Most Arab rulers, or those who remain, might not imagine that anything essential in their countries or their region will change. In all events, they, along with the vast majority of Arab intellectuals and experts on international and regional relations, have yet to dedicate the necessary time and effort to thinking about the shape of the future of their countries and the region in general.
The beginnings are not reassuring. When the Arabs decide, in advance and before seeing the details of Obama's plan for a new phase in the global war against terrorism, to support everything that emerges from the Security Council and from the NATO summit, it is very hard to feel assured that Arab officials have thought, or charged people with the task of thinking, about presenting “Arab proposals” on the future of their region and states so that these could be included in Obama's plan.
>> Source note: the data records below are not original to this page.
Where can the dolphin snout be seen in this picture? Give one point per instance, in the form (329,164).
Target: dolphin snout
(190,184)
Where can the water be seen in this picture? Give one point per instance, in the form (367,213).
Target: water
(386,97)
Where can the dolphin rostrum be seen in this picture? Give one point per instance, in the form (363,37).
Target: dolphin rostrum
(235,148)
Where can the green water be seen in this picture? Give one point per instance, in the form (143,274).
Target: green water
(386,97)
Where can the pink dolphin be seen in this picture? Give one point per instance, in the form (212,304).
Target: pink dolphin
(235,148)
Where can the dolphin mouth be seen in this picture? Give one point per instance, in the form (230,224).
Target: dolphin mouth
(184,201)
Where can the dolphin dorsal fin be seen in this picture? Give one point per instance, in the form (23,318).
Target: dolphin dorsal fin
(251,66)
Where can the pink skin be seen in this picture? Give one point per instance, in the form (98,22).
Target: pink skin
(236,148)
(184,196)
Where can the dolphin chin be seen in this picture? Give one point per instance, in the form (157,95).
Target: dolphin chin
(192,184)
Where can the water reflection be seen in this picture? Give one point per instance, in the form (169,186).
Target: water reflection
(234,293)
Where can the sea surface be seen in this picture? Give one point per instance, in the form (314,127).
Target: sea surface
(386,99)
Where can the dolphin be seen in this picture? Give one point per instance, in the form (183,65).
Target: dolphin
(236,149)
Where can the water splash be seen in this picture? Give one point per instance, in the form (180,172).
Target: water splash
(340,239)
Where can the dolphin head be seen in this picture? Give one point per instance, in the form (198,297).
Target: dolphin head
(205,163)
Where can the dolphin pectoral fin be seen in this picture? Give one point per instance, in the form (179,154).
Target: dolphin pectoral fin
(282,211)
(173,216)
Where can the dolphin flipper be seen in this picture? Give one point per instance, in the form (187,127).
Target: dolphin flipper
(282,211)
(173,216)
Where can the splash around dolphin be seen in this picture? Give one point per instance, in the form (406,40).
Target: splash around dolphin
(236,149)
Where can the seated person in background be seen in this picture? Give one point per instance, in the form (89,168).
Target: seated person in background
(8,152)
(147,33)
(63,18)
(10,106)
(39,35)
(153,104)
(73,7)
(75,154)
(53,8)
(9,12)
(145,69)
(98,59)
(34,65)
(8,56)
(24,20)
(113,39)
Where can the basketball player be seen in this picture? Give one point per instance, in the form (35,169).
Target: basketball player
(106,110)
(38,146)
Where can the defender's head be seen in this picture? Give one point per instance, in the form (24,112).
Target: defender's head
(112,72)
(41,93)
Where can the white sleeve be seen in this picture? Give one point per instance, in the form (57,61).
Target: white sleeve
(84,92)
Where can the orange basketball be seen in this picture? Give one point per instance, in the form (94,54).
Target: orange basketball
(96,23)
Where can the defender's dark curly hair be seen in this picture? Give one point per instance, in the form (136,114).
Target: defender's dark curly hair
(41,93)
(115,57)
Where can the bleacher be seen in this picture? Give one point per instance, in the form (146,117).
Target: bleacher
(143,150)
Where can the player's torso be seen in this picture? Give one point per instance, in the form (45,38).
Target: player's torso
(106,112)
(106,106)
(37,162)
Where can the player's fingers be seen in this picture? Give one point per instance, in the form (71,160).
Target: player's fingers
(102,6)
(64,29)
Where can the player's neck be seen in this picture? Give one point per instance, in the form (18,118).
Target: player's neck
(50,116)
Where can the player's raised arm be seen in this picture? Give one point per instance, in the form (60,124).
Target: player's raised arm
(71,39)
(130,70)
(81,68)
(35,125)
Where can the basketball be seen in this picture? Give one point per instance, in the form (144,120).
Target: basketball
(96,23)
They, like others, are falling into a repetition of the experience of the first round in the war against terrorism, when they participated to their greatest ability in the coalition of the willing without having laid the foundations that would guarantee the stability of their governments when the war was over. Thus, after the war ended, most Arab regimes found themselves exposed to the winds of the Arab Spring.
Most of them are aware that they are no longer what they were 10 or 20 years ago. But none of them have the experience or know-how from their relations with the US to “imagine” what they, their countries and the Arab and Islamic region as a whole will be like at the end of a new phase in the global war against terrorism.
The writer is a political analyst and director of the Arab Centre for Development and Futuristic Research.